Ceritanya dalam salah satu perjalanan mudik, saya dan keluarga diajak makan di restoran ini oleh saudara yang memang tinggal di Pekalongan. Sejak itu setiap mudik, saya selalu berusaha mampir ke sini. Tapi sayangnya, selalu pada tanggal yang salah alias rumah makan ini masih libur lebaran. Makanya kali ini, saya tidak ingin melewatkan kesempatan untuk makan di sini.
Walau lokasi rumah makannya sudah berubah dari lokasi aslinya, tapi Rumah Makan Puas tetap konsisten dengan menu-menunya. Yang tak pernah terlupakan, selain nasi kebuli, adalah menu es sirop. Aneh ya, bahkan waktu saya masih kecil saja sudah bingung, kenapa restoran menyediakan menu es sirop? Bukannya itu minuman rumahan? Tapi ya begitulah restoran ini, dan tentu saja demi nostalgia saya memesannya.
Rumah makan yang sudah buka sejak tahun 1970-an ini lagi-lagi memukau saya. Rasa nasi kebulinya sangat kaya rempah.
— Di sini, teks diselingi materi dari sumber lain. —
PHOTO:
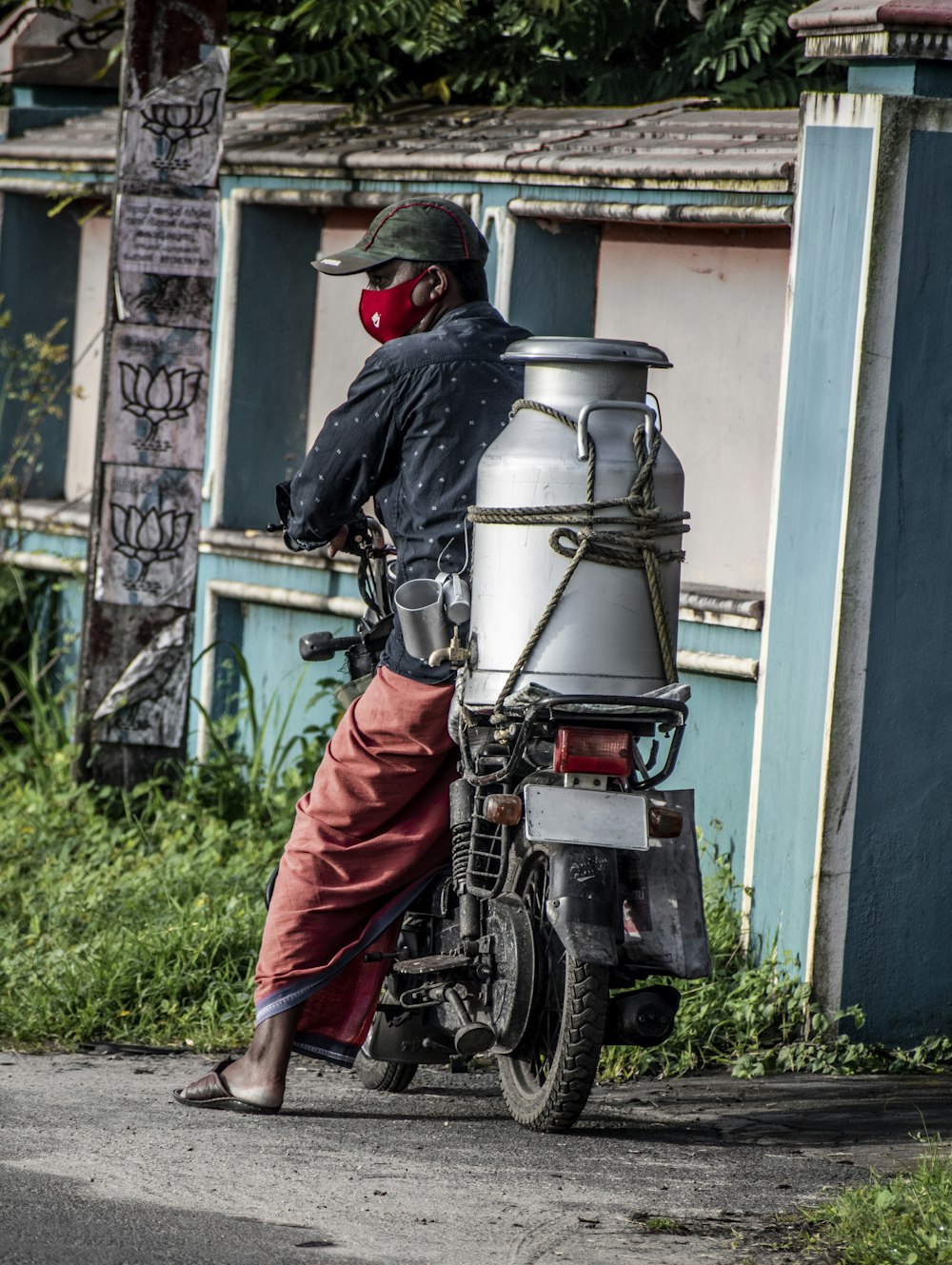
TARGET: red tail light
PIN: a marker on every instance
(594, 750)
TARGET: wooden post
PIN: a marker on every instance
(138, 619)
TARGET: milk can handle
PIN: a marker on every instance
(652, 422)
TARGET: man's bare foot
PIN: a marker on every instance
(253, 1081)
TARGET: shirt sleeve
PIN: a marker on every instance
(357, 445)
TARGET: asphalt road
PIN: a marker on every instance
(98, 1165)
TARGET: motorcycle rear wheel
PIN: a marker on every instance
(547, 1079)
(387, 1077)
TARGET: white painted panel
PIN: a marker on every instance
(341, 345)
(88, 356)
(714, 301)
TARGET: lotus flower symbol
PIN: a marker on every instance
(160, 396)
(149, 537)
(181, 120)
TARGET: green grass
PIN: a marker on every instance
(905, 1219)
(133, 916)
(137, 916)
(134, 925)
(756, 1016)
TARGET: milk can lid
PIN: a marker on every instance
(586, 349)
Dagingnya besar dan empuk bukan main. Dagingnya merekah di mulut tanpa perlawanan menandakan bahwa daging itu telah dimasak dalam waktu yang lama hingga bumbunya merasuk semua. Makan di tempat ini, selain nostalgia juga puas!
Pusat Grosir Batik Sentono
Dari saudara yang tinggal di Pekalongan kami mendapat rekomendasi tempat ini untuk mencari-cari kain batik dan membeli oleh-oleh. Karena toh lokasinya searah dengan kota tujuan kami selanjutnya, maka kami mampir ke sini.
Bentukan pasar ini mengingatkan saya pada pasar Sukawati di Bali atau Beringharjo di Yogyakarta. Ya gitu deh, khas tempat wisatawan mencari oleh-oleh. Masalah harga, harus pintar-pintar menawar.
Di tempat ini kami mendapatkan beberapa oleh-oleh untuk pegawai di rumah dan juga menutup perjalanan kami di Pekalongan. Selanjutnya kami kembali meniti jalan menuju kota berikutnya.
Tulisan ini ada bagian pertama dari serial Suka Ria di Pantura.